ABSTRACT

The importance of the ‘self’ in the processes of fieldwork and interpretation should be obvious to anyone who takes the semantic dimension of anthropology half seriously. If the ‘self’ is the research instrument, any piece of research is suitable for an exercise in the sociology of knowledge (Gould 1975:64-5): why this research problem, why this interpretive frame, why this chief informant? If participant observation is ultimately grounded in human inter-subjectivity (Adler and Adler 1987:31), we clearly need to understand our ethnographic products in terms of the producers and the production process, that is to say in terms of ourselves, our informants and the specific contexts in which encounters have taken place (Dumont 1978: 96, 199). If much that we call ‘method’ has characteristics of a ‘reaction formation’ designed to protect the investigator from anxiety in the face of social phenomena (Devereux 1967), then clearly a most important kind of ethnographic data is what is going on inside the researcher.
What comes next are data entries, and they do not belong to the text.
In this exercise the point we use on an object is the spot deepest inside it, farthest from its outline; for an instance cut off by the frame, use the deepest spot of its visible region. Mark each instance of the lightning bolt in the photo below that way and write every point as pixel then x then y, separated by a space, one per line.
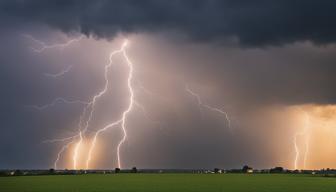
pixel 304 133
pixel 201 105
pixel 122 120
pixel 89 107
pixel 44 46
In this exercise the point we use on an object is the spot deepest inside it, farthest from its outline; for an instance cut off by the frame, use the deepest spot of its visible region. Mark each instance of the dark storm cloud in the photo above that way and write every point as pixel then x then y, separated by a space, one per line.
pixel 254 23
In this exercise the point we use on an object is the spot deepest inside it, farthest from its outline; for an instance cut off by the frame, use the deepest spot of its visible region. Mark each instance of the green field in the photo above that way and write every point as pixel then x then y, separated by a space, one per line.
pixel 169 183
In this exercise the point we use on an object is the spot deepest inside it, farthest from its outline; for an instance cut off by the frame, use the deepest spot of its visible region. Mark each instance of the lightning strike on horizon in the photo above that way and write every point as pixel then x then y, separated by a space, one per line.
pixel 89 107
pixel 204 105
pixel 304 133
pixel 122 120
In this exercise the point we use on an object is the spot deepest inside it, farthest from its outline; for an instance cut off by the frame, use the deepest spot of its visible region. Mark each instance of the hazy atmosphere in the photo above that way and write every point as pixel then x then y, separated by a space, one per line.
pixel 193 84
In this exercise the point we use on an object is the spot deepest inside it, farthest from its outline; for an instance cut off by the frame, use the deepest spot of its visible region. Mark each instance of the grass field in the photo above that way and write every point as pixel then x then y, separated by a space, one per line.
pixel 169 183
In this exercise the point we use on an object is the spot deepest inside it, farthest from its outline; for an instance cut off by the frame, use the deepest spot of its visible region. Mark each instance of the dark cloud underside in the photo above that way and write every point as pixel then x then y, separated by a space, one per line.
pixel 254 23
If anthropology is about ‘otherness’, any definition of our subject matter necessarily involves a corresponding self-definition. The fact that anthropology has always been implicitly about ‘ourselves’ is now clear; what is required is that the implicit become explicit (Crick 1976:153, 1982:288, 307-8). We require that our ‘selves’ become objects for scrutiny in the same way that our research has rendered ‘objects’ those other selves with whom we have interacted in the field.